Wydick draws conclusions from this position mostly for men -- which is quite appropriate given his own gender. But I can't help thinking that a female perspective on this "exchange" may be significantly different.
Anyway, he does make what I think is a good point that this "exchange" has lead to an issue of justice because the prevailing social norm over-values sex and undervalues commitment. (It strikes me that there could be an equivalent issue of justice if the reverse imbalance occurred as well, but that's perhaps not the injustice we see in modern western culture.) In that case, sex becomes "cheap" and the woman in need of commitment is ripped off.
"When a man receives sex from a woman without paying the price of commitment, he takes something for which he has not paid. Put simply, he is stealing. ... Social justice requires that men fulfill their end of the exchange."
The injustice may still occur when a woman "consents", because a wide variety of social expectations may nevertheless be acting coercively on her to force her consent.
My problem with Wydick's position is that it over-generalises on two fronts. From my personal biography, it over-generalises the gender distinction. What if one party (or both parties) value sex and commitment equally? Like many males I know, I have a deep need for connection, belonging, affirmation and for someone to stand by me for the long haul. Two people's discussions about the appropriateness of sex in their relationship can be just as often about "how can we nourish each other with both pleasure and security" as about "how much of the one must I give you in order for you to give me the other."
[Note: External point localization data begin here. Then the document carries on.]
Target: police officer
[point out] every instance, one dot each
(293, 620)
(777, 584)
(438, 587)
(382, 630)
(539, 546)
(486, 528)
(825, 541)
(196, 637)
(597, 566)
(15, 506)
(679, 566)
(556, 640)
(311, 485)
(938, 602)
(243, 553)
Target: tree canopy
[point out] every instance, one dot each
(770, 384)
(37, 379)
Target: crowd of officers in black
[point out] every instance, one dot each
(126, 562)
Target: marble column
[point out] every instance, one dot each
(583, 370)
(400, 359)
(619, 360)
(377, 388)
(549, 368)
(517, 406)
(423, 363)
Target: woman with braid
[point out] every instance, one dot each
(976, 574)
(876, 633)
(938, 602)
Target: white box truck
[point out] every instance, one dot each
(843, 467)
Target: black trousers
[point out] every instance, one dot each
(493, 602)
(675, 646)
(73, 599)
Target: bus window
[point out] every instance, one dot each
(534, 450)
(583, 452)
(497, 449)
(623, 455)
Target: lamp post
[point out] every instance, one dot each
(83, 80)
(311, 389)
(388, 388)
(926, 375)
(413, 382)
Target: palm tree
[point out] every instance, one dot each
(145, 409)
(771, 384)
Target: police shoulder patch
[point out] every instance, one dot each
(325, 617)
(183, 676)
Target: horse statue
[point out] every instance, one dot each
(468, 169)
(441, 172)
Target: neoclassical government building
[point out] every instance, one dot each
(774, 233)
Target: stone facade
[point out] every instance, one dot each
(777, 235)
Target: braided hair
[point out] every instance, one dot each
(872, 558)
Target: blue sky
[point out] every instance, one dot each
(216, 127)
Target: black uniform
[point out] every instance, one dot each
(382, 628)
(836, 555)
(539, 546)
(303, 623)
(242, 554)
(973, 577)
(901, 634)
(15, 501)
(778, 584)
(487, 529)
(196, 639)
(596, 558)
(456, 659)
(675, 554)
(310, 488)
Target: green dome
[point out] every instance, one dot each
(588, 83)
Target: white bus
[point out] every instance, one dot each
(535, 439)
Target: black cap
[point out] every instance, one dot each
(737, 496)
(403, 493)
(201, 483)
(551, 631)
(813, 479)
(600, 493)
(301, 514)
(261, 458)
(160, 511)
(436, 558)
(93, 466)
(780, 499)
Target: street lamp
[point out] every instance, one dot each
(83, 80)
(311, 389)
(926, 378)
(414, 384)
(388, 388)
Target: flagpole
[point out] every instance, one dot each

It also over-generalises what constitutes consent and consequently diminishes personal empowerment of choice. I agree that there is a transaction inherent in sex and there is a power dynamic in the negotiation between the two parties. That happens both within marriage as much as it does without. In a wholesome relationship there could (should?) be honest discussion about what is being exchanged and a set of shared expectations that meet both parties' needs. The needs are the not same in all cases and the relative value of physical pleasure, long term commitment and numerous other "costs" and "benefits" undermine Wydick's simple model. There may be other value in the exchange for women other than commitment, and I would prefer to fully empower a woman to make a real choice than to remove their choice by applying a generalised rule.